Convert the given float to a string,
without resorting to scientific notation
"""
d1 = ctx.create_decimal(repr(f))
return format(d1, 'f')
'''
SETUP_2 = '''
def float_to_str(f):
float_string = repr(f)
if 'e' in float_string: # detect scientific notation
digits, exp = float_string.split('e')
digits = digits.replace('.', '').replace('-', '')
exp = int(exp)
zero_padding = '0' * (abs(int(exp)) - 1) # minus 1 for decimal point in the sci notation
sign = '-' if f < 0 else ''
if exp > 0:
float_string = '{}{}{}.0'.format(sign, digits, zero_padding)
else:
float_string = '{}0.{}{}'.format(sign, zero_padding, digits)
return float_string
'''
print(timeit(CODE_TO_TIME, setup=SETUP_1, number=10000))

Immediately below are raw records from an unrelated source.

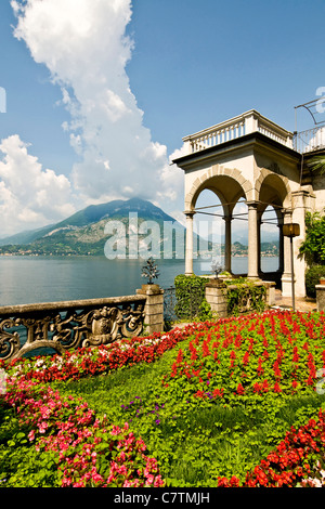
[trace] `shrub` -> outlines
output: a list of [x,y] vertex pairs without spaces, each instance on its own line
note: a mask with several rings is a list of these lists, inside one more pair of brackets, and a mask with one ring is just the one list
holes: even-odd
[[306,293],[308,297],[316,298],[315,285],[320,278],[325,277],[325,265],[313,265],[306,272]]
[[[185,276],[180,274],[174,279],[177,304],[174,312],[180,319],[199,317],[207,319],[207,303],[205,299],[206,277]],[[203,313],[203,317],[200,314]]]

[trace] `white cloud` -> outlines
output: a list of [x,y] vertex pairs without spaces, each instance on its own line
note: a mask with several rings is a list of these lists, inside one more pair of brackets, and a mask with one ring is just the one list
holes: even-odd
[[152,141],[126,73],[133,49],[126,36],[131,0],[11,3],[15,36],[62,89],[70,114],[63,129],[79,156],[70,182],[80,203],[140,196],[166,207],[179,198],[182,172],[169,167],[166,146]]
[[17,134],[0,144],[1,236],[58,221],[75,212],[70,183],[43,169]]

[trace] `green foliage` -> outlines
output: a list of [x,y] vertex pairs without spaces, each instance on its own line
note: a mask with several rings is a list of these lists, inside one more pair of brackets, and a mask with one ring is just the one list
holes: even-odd
[[[253,384],[259,379],[256,373],[258,357],[262,356],[265,347],[259,334],[261,323],[256,325],[251,319],[250,324],[249,331],[248,327],[240,328],[240,341],[243,354],[249,344],[255,344],[251,366],[246,368],[246,383],[250,380]],[[263,326],[270,343],[270,355],[276,341],[283,342],[285,348],[287,330],[275,325],[276,335],[272,340],[265,322]],[[235,327],[233,330],[232,322],[224,328],[218,328],[219,334],[207,330],[200,332],[199,340],[198,336],[190,337],[156,363],[132,366],[90,380],[61,383],[60,390],[81,395],[92,408],[106,414],[118,426],[128,421],[134,434],[143,438],[150,453],[158,459],[161,474],[170,486],[213,486],[217,479],[223,475],[244,479],[247,470],[253,470],[283,440],[291,426],[298,428],[308,419],[316,417],[320,407],[324,406],[324,395],[316,394],[313,387],[309,390],[301,388],[298,393],[291,392],[291,362],[286,354],[284,360],[287,361],[282,363],[283,388],[288,387],[286,391],[283,389],[283,393],[277,394],[247,392],[247,395],[238,396],[235,391],[243,365],[238,361],[238,370],[235,369],[230,376],[233,343],[220,349],[218,368],[211,355],[200,354],[192,366],[199,370],[197,377],[188,378],[184,373],[177,373],[174,366],[178,363],[184,366],[185,371],[190,369],[193,354],[190,343],[198,350],[204,348],[205,342],[209,341],[211,345],[219,338],[222,344],[227,336],[225,327],[233,338],[237,338],[239,329]],[[306,335],[302,330],[297,331],[296,338],[295,344],[304,344]],[[316,339],[310,339],[310,351],[316,352],[317,344]],[[300,352],[302,354],[304,350]],[[239,356],[239,350],[236,355]],[[271,379],[273,361],[265,362],[263,366],[263,377]],[[301,356],[301,369],[306,369],[306,366]],[[171,376],[172,371],[177,375]],[[212,371],[213,378],[209,378]],[[208,395],[205,399],[193,397],[197,389],[209,394],[212,383],[227,387],[234,393],[229,392],[227,397],[223,399],[210,399]]]
[[299,248],[299,258],[309,266],[325,265],[325,216],[318,212],[306,214],[306,240]]
[[325,265],[313,265],[306,271],[306,293],[308,297],[316,298],[315,285],[320,284],[320,278],[325,278]]
[[237,315],[245,311],[262,312],[265,309],[266,287],[255,285],[245,277],[227,280],[226,304],[230,315]]
[[177,304],[174,312],[180,319],[212,317],[211,309],[205,298],[207,277],[178,275],[174,278]]
[[12,408],[0,404],[0,487],[56,487],[53,453],[37,452]]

print(timeit(CODE_TO_TIME, setup=SETUP_2, number=10000))
解决方案3
28 2019-03-22 21:07:10
As of NumPy 1.14.0, you can just use numpy.format_float_positional .从 NumPy 1.14.0 开始,您可以只使用numpy.format_float_positional 。 For example, running against the inputs from your question:例如,针对您的问题的输入运行:
>>> numpy.format_float_positional(0.000000054321654321)
'0.000000054321654321'
>>> numpy.format_float_positional(0.00000005)
'0.00000005'
>>> numpy.format_float_positional(0.1)
'0.1'
>>> numpy.format_float_positional(4.5678e-20)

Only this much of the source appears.